# BFP 9dpo-- LowHCG levels- help!



## BaileeMae

HI Ladies!

I got my faint BFP at 9DPO with a FRER---- so faint on internet cheapie that you could barely see it, but you can definitely see it on FRER
10 DPO--- darker line on FRER, pregnant on CB digi, still faint cheapie. I am MTHFR and have had recurrent miscarriages/chemical pregnanies. I've never seen anything besides an empty uterus on sono :( 
I went to OB and my HCG blood level was 12!!!!!! :( :( RN told me that it is low, but it's important Monday that it be improved. 
Today I am 11 DPO and the FRER is darker....what do you ladies think? Has anyone had numbers this low before @ 10dpo and it turn out to be okay?

I have attached pic of test today.
 



Attached Files:







photo.jpg
File size: 19.5 KB
Views: 61


----------



## Excalibur

Congratulations! Wishing you a happy and healthy 9 months :flower:

Your test looks exactly like mine did at 10DPO and now we have a healthy 3 month old little prince. I know it's easier said than done but try not to worry too much <3


----------



## BaileeMae

Thank you so much for replying! 

Did you have HCG drawn this early?


----------



## angel2010

Which day were the labs from 9 or 10dpo?


----------



## melfy77

Sorry for your losses:hugs: 9 DPO is super early!! Average hcg levels for 14 dpo is 75-100, so considering hcg levels usually doubles every 48 hours, a level of 12 isn't bad at all:winkwink:


----------



## BaileeMae

The lab was from 10 dpo!


----------



## angel2010

I have mthfr as well. I got my labs done at 10/11 dpo and they were 31 or 37. So yours could certainly have been close to that the next day. I think your number is just fine. Here is a site for normal hcg, but don't take it as gospel, it is just a guideline. It doesn't start until 3+5 where avg hcg is 25. Are you taking baby asprin and folate? Has your doctor talked about heparin injections? I am compound heterozygous, you?

https://www.babymed.com/hcg-level-in-early-pregnancy


----------



## BaileeMae

Hi Angel!!

I am compound hetero as well... I'm on Folgard, Baby aspirin, Heparin injections, and progesterone vaginal suppositories. 

That makes me feel a little better about my low number.. I've never had a low number that turned out alright.. but this is my first cycle with my MTHFR treatment. 
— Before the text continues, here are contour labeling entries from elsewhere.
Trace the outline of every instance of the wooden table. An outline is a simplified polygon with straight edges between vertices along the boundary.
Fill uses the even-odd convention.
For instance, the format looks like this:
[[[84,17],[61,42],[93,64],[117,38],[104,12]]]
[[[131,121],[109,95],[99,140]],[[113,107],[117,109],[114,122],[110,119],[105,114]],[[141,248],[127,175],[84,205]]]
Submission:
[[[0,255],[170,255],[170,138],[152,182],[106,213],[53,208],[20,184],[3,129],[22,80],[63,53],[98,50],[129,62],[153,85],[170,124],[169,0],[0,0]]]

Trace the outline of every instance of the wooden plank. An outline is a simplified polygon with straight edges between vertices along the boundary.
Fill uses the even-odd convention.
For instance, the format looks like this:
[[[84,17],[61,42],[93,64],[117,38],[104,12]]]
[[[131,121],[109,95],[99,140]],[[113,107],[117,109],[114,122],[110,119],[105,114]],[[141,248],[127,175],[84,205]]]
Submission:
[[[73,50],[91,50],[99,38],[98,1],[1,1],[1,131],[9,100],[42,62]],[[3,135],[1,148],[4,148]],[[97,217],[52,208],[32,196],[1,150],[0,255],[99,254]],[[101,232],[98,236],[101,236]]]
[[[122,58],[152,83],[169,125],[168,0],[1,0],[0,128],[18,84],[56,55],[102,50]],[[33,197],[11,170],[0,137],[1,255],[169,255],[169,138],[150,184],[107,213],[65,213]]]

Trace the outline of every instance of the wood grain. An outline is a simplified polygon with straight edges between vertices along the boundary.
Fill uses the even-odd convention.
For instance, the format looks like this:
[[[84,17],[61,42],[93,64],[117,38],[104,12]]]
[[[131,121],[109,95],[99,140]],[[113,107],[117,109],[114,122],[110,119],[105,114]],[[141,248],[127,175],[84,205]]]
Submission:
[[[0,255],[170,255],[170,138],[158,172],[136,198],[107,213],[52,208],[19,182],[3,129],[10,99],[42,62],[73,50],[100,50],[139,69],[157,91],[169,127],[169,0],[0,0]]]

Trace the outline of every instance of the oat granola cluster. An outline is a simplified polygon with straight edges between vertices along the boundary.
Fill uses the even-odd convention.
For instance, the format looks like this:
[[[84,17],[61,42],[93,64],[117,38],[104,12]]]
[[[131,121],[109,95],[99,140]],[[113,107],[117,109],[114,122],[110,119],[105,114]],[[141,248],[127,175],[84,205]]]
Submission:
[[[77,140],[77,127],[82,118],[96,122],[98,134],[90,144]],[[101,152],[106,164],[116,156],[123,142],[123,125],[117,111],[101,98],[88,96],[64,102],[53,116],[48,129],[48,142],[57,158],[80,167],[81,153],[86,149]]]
Did the treatment work well for you?


----------



## angel2010

With this pregnancy I have been taking folate, and baby asprin. I am also on an oral progesterone. I can easily get pregnant and carried my son fine until the end. He had growth restrictions, come to find out there were clots on his placenta. That is when I found out I had mthfr. This is only my third pregnancy with one miscarriage. We also found out during my second pregnancy that I had hypothyroidism, so we don't know what caused the miscarriage, hypothyroidism, mthfr, or something else. I haven't started the injections yet and I am not sure what my dr will do.


----------



## skyesmom

hey hon, 12 is totally ok for 10 dpo. actually, why only so few women test positive on hpts before 14 dpo is because their levels are below 20-25 in that time frame, which is the detection limit for the majority of HPTs.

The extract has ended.